After studying law in Germany and becoming an asset manager in the Milan branch of a German bank, Myriam Kühne-Rauner realised her dream of working in art and design. She is now the gallery owner of the design-focused gallery Angelo della Pergola 1, which also serves as the showroom of her brand m2kr and regularly hosts international artists and exhibitions.

How did you ended up opening your gallery, Angelo della Pergola 1?

I have always been passionate about art, design and architecture in my life. I worked for many years as a manager of a real estate fund in Milan, and it was only some years ago that I changed my life completely and dedicated myself to my passion. I decided to study interior design in Milan, and after university, I opened my own space where I could present my design works and where art and design could be shared with other artists and designers.

What made you decide to open your gallery in Isola?
I have been living in Isola for many years, and I find it to be one of the coolest areas of Milan. Hemmed in on two sides by Garibaldi station and the rail tracks, “Isola” really reflects its name. “Isola” means island in Italian and it is a unique place in Milan, a creative lab in the middle of an international city. Once I found this former car repair garage, it was immediately love at first sight. I decided to restore the entire place in a minimalistic way, and we have been here ever since.

How has the district changed since you moved there?
The district is in the middle of a profound transformation process. Over the last few years, many creatives and young expats have moved to this area, resulting in a vibrant neighbourhood full of energy. On one side you have gleaming Porta Nuova skyscrapers and on the other side, you have all this creativity, with more galleries opening each year, and more digital innovation companies moving in. When I walk into a cafe, I can hear languages from all over the world. It’s a very lively area. We have a creative and innovative atmosphere here in the Isola district.

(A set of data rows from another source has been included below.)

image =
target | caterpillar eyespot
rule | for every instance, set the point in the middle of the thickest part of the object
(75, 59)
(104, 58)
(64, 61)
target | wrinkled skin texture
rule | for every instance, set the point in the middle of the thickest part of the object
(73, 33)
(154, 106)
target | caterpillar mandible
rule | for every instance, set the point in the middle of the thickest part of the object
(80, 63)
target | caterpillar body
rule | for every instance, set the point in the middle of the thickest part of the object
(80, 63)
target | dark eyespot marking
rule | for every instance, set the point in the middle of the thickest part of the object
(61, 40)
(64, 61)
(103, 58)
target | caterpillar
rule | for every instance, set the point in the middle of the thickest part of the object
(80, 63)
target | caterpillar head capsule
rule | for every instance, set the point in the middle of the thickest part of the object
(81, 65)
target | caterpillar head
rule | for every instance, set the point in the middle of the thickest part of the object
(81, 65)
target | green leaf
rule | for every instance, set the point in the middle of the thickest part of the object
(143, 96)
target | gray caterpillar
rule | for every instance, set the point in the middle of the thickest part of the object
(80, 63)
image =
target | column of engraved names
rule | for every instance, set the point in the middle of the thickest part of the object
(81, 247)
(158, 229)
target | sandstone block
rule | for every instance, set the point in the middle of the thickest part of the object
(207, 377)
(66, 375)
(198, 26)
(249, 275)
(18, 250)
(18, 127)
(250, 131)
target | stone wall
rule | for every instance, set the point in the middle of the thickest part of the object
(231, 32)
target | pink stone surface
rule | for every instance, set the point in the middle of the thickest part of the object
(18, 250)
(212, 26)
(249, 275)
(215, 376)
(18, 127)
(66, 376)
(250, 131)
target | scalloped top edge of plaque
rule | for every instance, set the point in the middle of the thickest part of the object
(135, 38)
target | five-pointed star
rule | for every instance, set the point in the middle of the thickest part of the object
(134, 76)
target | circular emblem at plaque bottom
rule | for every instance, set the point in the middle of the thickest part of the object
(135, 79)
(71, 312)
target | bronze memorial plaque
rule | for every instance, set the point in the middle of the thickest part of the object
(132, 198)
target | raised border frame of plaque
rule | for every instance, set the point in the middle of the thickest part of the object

How do you choose the artists that you exhibit at the gallery Angelo della Pergola 1?
For me, art that combines emotional experience with digital work is key. One of the main projects since the opening of my gallery is called the Wall Project. It’s a new exhibition started last autumn in collaboration with Federico Montagna, the young managing director of Artoday & art curator. We both share an interest in how the digital world and the real world could match, and it’s a new kind of exhibition where both worlds are balanced. The Wall Project involves a team of young ambitious digital curators and helps introduce emerging talent to the international art scene. They show a unique and unreleased work for one week that appears on the wall in the gallery, and we’ve received a lot of positive feedback.

I know that one of your guiding principles for your gallery is “functional aesthetics.” What does that term mean for you?
“Functional Aesthetics” is a vision of mine. As a German who has lived in Italy for over twenty years, I live between cultures in my daily life. For me, life is continuously changing and I’m inspired by this experience of metamorphosis. I’m interested in pieces that have an important functional aspect balanced by an aesthetic point of view. I enjoy discovering various uses for an object and integrating them. It has always been important to me, as a German, to pay attention to aesthetics, and it’s a mission that combines art with function. Pieces should have a monumental character on one hand, and also a modern touch on the other, which allows the user to access multiple functionalities.

Could you say more about your aesthetic influences? Are there any designers or artists you are particularly inspired by or galleries that you would like to model yourself after?
One of my influences is the Irish architect and furniture designer Eileen Gray, who was also a pioneer of the Modern Movement in architecture. My concept of creative space is heavily influenced by the Bauhaus ideal of interdisciplinary creativity.

There’s a lot happening in the art world in Italy this month. Are there some things you are particularly excited for?
I’m excited about the contribution of young creative people who are showing up and doing innovative projects and video artists. For me, the connection between the digital world and analogue one is fascinating and it was one of my concepts for the exhibitions in my gallery.